The New Disruptors tells stories that provide practical inspiration about the way that creative people and producers connect with audiences to perform, cajole, convince, sell, and interact using new methods. Hosted by Glenn Fleishman, a freelance technology reporter and typographic historian. Produced by Aperiodical LLC.

https://newdisrupt.org/

subscribe
share






episode 10: Go Home at 5 O’Clock with Jason Fried


Jason Fried co-founded 37signals, a Web design company that found one of its internal tools for managing projects could be something effectively used by others. Millions of users later, 37signals offers Basecamp (overhauled substantially a year ago), Campfire, and Highrise among other services. The founders not only transformed their business, but routinely help others transform theirs. Fried collaborated on a book called Rework that distills years of what he learned from running a successful company and helping others with theirs.

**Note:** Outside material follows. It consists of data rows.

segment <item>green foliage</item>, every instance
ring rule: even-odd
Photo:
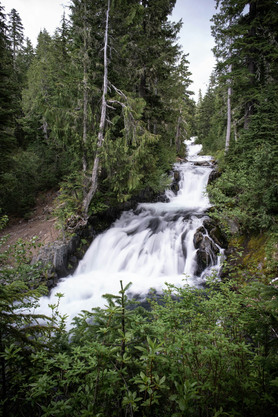
[[[49,339],[48,350],[6,346],[13,415],[275,414],[275,287],[241,287],[232,276],[222,282],[212,277],[205,290],[166,284],[148,312],[129,309],[131,283],[120,284],[118,295],[103,296],[105,309],[75,318],[70,342],[58,352],[58,340],[68,337],[59,301],[50,306],[48,325],[59,319],[61,336]]]

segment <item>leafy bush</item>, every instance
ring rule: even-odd
[[[121,285],[119,295],[103,296],[106,309],[76,317],[69,334],[56,324],[47,349],[41,337],[40,349],[6,346],[1,357],[9,379],[2,393],[7,412],[275,415],[275,287],[239,288],[214,277],[205,289],[167,284],[162,300],[152,293],[148,312],[129,309],[134,303],[126,294],[130,283]],[[58,319],[58,305],[50,306]],[[61,344],[69,337],[69,344]]]

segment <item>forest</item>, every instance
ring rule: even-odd
[[[175,3],[71,0],[35,46],[0,3],[3,417],[278,413],[278,3],[215,0],[217,64],[196,103]],[[146,309],[121,281],[69,331],[63,294],[37,313],[49,266],[30,262],[35,237],[8,244],[9,219],[59,190],[64,235],[69,219],[74,232],[143,191],[163,193],[192,136],[217,163],[209,216],[233,248],[222,280],[166,283]],[[255,241],[260,274],[260,258],[246,260]]]

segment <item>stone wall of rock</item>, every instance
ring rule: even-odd
[[[90,216],[86,227],[78,230],[74,235],[66,238],[65,241],[57,240],[43,246],[32,263],[41,262],[40,268],[50,265],[46,284],[50,290],[55,286],[58,279],[74,272],[78,261],[84,255],[95,236],[108,229],[123,211],[135,208],[140,202],[167,202],[165,195],[154,193],[147,188],[128,201],[109,208],[105,211]]]

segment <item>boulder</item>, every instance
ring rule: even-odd
[[[207,266],[215,265],[217,261],[217,246],[208,237],[205,236],[197,251],[197,274],[201,274]]]
[[[172,191],[174,193],[175,193],[176,195],[178,193],[178,191],[180,189],[180,187],[179,186],[178,183],[176,182],[172,183],[170,186],[170,188],[171,188]]]
[[[193,164],[196,166],[210,166],[210,164],[207,161],[198,161]]]
[[[221,176],[221,173],[217,169],[213,169],[208,177],[208,185],[211,183],[215,181],[217,178],[219,178]]]
[[[205,220],[204,220],[203,222],[203,224],[204,227],[205,228],[209,233],[210,231],[215,227],[215,225],[213,224],[212,221],[210,220],[206,219]]]
[[[201,232],[196,232],[193,238],[193,243],[195,249],[198,249],[203,239],[203,236]]]
[[[209,231],[208,234],[217,245],[218,245],[220,248],[227,249],[228,248],[227,241],[218,226],[215,226],[213,227]]]
[[[180,181],[179,171],[174,171],[174,178],[177,182]]]
[[[203,234],[205,233],[205,228],[203,227],[203,226],[201,226],[200,227],[198,227],[198,229],[196,231],[196,233],[194,235],[194,237],[193,238],[193,243],[194,245],[194,248],[195,249],[198,249],[199,247],[201,242],[203,239]]]

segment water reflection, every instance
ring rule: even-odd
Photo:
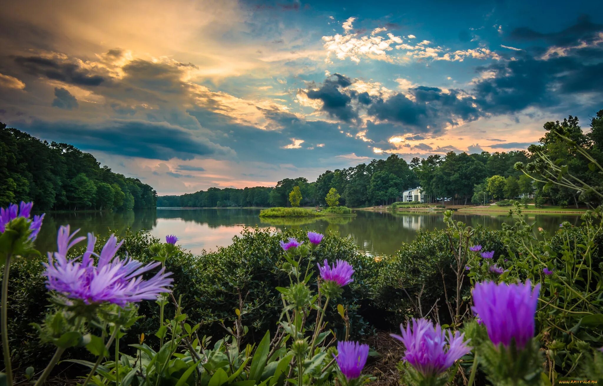
[[[412,240],[418,230],[444,227],[443,216],[438,212],[393,213],[387,210],[357,210],[357,215],[353,216],[303,219],[260,219],[259,213],[257,209],[159,208],[121,213],[48,213],[38,237],[38,247],[42,251],[54,249],[57,229],[65,224],[71,224],[72,228],[81,228],[83,233],[104,233],[110,228],[122,231],[130,227],[134,230],[148,230],[154,236],[162,238],[166,234],[174,234],[178,235],[179,244],[194,253],[229,245],[232,237],[246,226],[275,230],[307,227],[319,232],[332,230],[343,236],[349,236],[361,250],[379,255],[394,253],[403,242]],[[575,225],[580,223],[579,216],[575,215],[530,213],[524,217],[528,222],[535,222],[537,226],[551,231],[554,231],[562,221]],[[482,215],[456,213],[454,218],[473,227],[481,225],[492,229],[500,229],[503,222],[509,221],[504,213]]]

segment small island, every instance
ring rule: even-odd
[[[353,216],[352,209],[347,206],[339,206],[339,199],[341,196],[337,190],[332,188],[325,200],[328,207],[324,209],[299,207],[302,201],[302,192],[299,186],[295,186],[289,194],[290,207],[278,207],[268,208],[260,210],[260,217],[322,217],[324,216]]]

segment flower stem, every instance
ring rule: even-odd
[[[7,254],[6,262],[4,263],[4,276],[2,280],[2,316],[0,317],[0,329],[2,329],[2,354],[4,355],[4,366],[6,372],[6,385],[13,385],[13,368],[10,364],[10,348],[8,347],[8,275],[10,273],[11,254]]]
[[[475,374],[478,372],[478,352],[475,352],[475,356],[473,357],[473,366],[471,366],[471,375],[469,376],[469,382],[467,386],[473,386],[473,381],[475,381]]]
[[[113,343],[113,339],[115,339],[115,337],[117,336],[118,331],[119,331],[119,326],[115,325],[115,328],[113,329],[113,334],[112,334],[111,336],[109,337],[109,340],[107,341],[107,344],[105,345],[105,348],[107,350],[110,347],[111,347],[111,343]],[[103,360],[103,358],[104,358],[104,355],[103,354],[101,354],[98,356],[98,358],[96,358],[96,363],[94,364],[94,367],[92,367],[91,370],[90,370],[90,373],[88,374],[87,378],[86,378],[86,381],[84,381],[84,383],[81,386],[86,386],[88,384],[88,382],[90,382],[90,380],[92,379],[92,375],[93,375],[94,373],[96,372],[96,369],[98,367],[98,365],[101,364],[101,361]]]
[[[37,381],[36,381],[36,384],[34,386],[41,386],[44,384],[44,381],[50,375],[50,372],[52,371],[52,369],[54,367],[57,363],[58,362],[58,360],[60,358],[61,355],[65,352],[65,349],[60,347],[57,348],[57,351],[54,352],[54,355],[52,355],[52,358],[48,362],[48,366],[46,366],[46,369],[44,369],[44,372],[42,373],[40,378],[38,378]]]

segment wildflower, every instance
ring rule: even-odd
[[[23,217],[27,219],[30,223],[30,236],[28,239],[31,241],[36,240],[38,233],[40,233],[40,228],[42,227],[44,214],[41,216],[36,215],[34,216],[33,219],[30,219],[30,214],[33,206],[33,203],[25,203],[22,201],[19,205],[10,204],[7,208],[0,208],[0,233],[4,233],[8,222],[17,217]]]
[[[320,244],[320,242],[323,240],[323,237],[324,237],[324,234],[321,233],[317,233],[316,232],[310,232],[308,233],[308,238],[310,242],[315,245],[318,245]]]
[[[502,272],[505,272],[502,268],[498,266],[496,264],[494,264],[494,265],[491,265],[490,268],[488,268],[488,269],[493,274],[496,274],[497,275],[500,275],[502,274]]]
[[[412,319],[406,329],[400,325],[402,336],[391,336],[404,344],[406,351],[402,359],[425,376],[443,373],[455,361],[471,351],[464,342],[464,334],[456,331],[453,334],[442,329],[438,323],[435,327],[425,319]],[[447,348],[446,347],[447,343]]]
[[[81,256],[67,259],[69,250],[84,240],[79,237],[74,239],[79,230],[69,234],[69,226],[62,226],[57,237],[57,251],[48,253],[48,263],[44,263],[46,286],[70,299],[83,301],[85,304],[109,302],[125,307],[128,303],[156,299],[160,293],[169,292],[172,279],[171,272],[162,268],[152,278],[142,278],[142,274],[160,264],[157,262],[147,265],[126,257],[120,260],[115,257],[123,244],[112,234],[103,247],[100,254],[94,252],[96,239],[88,233],[86,251]],[[98,257],[95,266],[92,255]],[[54,257],[53,261],[53,257]]]
[[[337,365],[347,380],[360,376],[367,358],[368,357],[368,345],[361,345],[357,342],[337,342]]]
[[[285,242],[284,240],[280,240],[280,247],[285,251],[288,251],[291,248],[297,248],[303,244],[303,241],[297,241],[295,237],[289,237],[289,240]]]
[[[494,257],[494,251],[490,251],[490,252],[482,252],[480,254],[482,255],[482,257],[484,259],[492,259]]]
[[[493,281],[478,283],[473,290],[472,308],[484,321],[488,336],[496,346],[505,347],[513,340],[523,348],[534,336],[534,315],[540,284],[532,289],[531,283],[497,284]]]
[[[325,259],[323,264],[324,265],[322,266],[320,264],[317,265],[318,266],[320,277],[323,280],[334,281],[340,287],[343,287],[354,281],[354,279],[352,278],[352,275],[354,274],[354,269],[347,262],[338,260],[332,266],[329,266],[327,259]]]

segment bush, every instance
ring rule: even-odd
[[[300,207],[276,207],[262,209],[260,217],[318,217],[324,213],[314,209]]]
[[[352,209],[347,206],[330,206],[323,210],[326,213],[332,213],[335,215],[351,215]]]

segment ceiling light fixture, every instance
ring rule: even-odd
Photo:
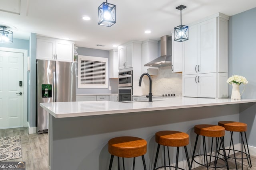
[[[151,31],[150,30],[146,30],[144,32],[146,34],[149,34],[151,33]]]
[[[180,25],[174,27],[174,41],[182,42],[188,40],[188,27],[181,23],[181,10],[187,8],[180,5],[176,9],[180,10]]]
[[[11,43],[12,41],[12,31],[6,29],[5,26],[0,25],[0,43]]]
[[[98,24],[110,27],[116,23],[116,5],[104,2],[99,6]]]

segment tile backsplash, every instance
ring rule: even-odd
[[[182,95],[182,74],[172,73],[170,66],[160,67],[157,75],[152,76],[151,78],[153,95],[173,94],[177,96]],[[147,94],[149,91],[148,78],[143,78],[143,81],[144,85],[142,86],[142,93]]]

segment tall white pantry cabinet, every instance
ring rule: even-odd
[[[182,95],[228,97],[228,21],[218,13],[191,24],[182,46]]]

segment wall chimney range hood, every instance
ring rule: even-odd
[[[170,35],[161,37],[160,43],[161,56],[144,66],[161,67],[172,65],[172,37]]]

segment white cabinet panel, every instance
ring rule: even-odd
[[[198,74],[198,96],[202,98],[217,97],[216,73]]]
[[[198,24],[198,70],[200,73],[217,70],[217,18]]]
[[[118,78],[118,52],[116,50],[109,51],[109,78]]]
[[[55,42],[43,39],[36,39],[36,59],[54,60]]]
[[[118,50],[119,56],[119,64],[118,68],[119,70],[124,68],[125,61],[125,47],[122,47]]]
[[[71,41],[38,36],[36,39],[36,59],[73,61]]]
[[[197,75],[182,76],[182,96],[184,97],[198,97]]]
[[[197,73],[198,63],[197,24],[189,27],[188,40],[183,43],[182,54],[182,74],[192,74]]]
[[[172,34],[172,72],[182,71],[182,44],[174,41],[174,33]]]
[[[109,96],[97,96],[97,101],[109,100]]]
[[[97,100],[96,96],[76,96],[76,102],[80,101],[96,101]]]

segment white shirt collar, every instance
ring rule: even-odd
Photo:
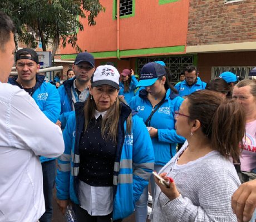
[[[95,113],[94,114],[94,116],[95,117],[95,119],[97,119],[98,118],[100,117],[100,115],[101,115],[101,116],[104,117],[104,116],[106,115],[106,113],[107,113],[107,110],[102,112],[101,113],[100,112],[99,112],[97,109],[95,109]]]

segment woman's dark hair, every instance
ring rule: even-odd
[[[70,71],[73,71],[73,69],[68,69],[67,71],[67,75],[68,74],[68,73],[70,72]]]
[[[213,149],[226,158],[239,160],[245,132],[245,115],[239,103],[208,90],[188,96],[190,119],[197,119]]]
[[[238,88],[244,87],[248,85],[250,87],[250,93],[252,93],[254,98],[256,98],[256,82],[253,80],[244,79],[235,85]]]
[[[56,77],[57,77],[58,78],[61,78],[61,73],[60,73],[60,72],[58,72],[56,74],[55,74],[55,76]]]
[[[112,139],[116,144],[118,133],[118,125],[120,118],[122,103],[126,103],[124,99],[117,97],[116,101],[110,107],[101,121],[101,134],[106,140]],[[88,98],[85,102],[83,109],[85,115],[85,132],[87,128],[88,123],[95,116],[96,105],[93,97],[91,99]],[[130,114],[126,119],[126,130],[128,134],[131,133],[132,115]]]
[[[217,77],[207,83],[205,89],[227,94],[227,97],[231,97],[231,90],[228,83],[221,78]]]

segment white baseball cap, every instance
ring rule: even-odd
[[[92,78],[92,87],[109,85],[119,89],[119,77],[120,75],[114,66],[100,65],[97,67]]]

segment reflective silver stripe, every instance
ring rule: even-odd
[[[154,163],[134,163],[134,167],[144,168],[144,169],[150,169],[154,170]]]
[[[73,153],[71,153],[72,159],[73,160],[73,163],[80,163],[80,156],[77,154],[74,154]]]
[[[66,153],[63,153],[60,157],[59,157],[58,159],[61,161],[70,161],[70,157],[71,155],[66,154]]]
[[[118,176],[119,184],[132,184],[132,174],[119,174]]]
[[[147,172],[141,168],[137,168],[134,170],[134,174],[140,176],[145,180],[149,180],[152,173]]]
[[[70,171],[70,163],[58,164],[58,169],[62,172]]]
[[[132,168],[132,160],[124,159],[120,162],[120,168]]]
[[[114,176],[113,184],[115,185],[117,185],[117,176]]]
[[[118,172],[119,171],[119,163],[115,162],[114,164],[114,171]]]
[[[71,175],[72,176],[78,176],[79,173],[79,167],[71,168]]]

You can look at and sign up for Basecamp as a trial subscription, but this episode isn't a product plug; Basecamp fits the disruption mindset. Microsoft Project is perfectly fine software for companies that have employees in one place and need the top-down approach. Software as a service (SaaS) typically involves an application you access via the Web for which data is stored centrally, and updates to the software happen centrally as well. Salesforce, an early SaaS alternative to enterprise-licensed and -managed software, was founded in 1999, and had risen as a force that defined the industry by the time Basecamp came out. Rework may be purchased from Amazon.com and many other fine bookstores.

Glenn brought up three concepts relating to 37signals' work: The Cathedral and the Bazaar, Eric S. Raymond's explanation of the difference between software code controlled by a handful of priests and that in the marketplace that's open to all; The Cluetrain Manifesto, a provocative set of theses that turned into a revolution and a book by declaring, among other things, that markets are conversations; and Stephen Jay Gould's use of the term hecatomb to explain evolution's remorseless pruning of failed mutations.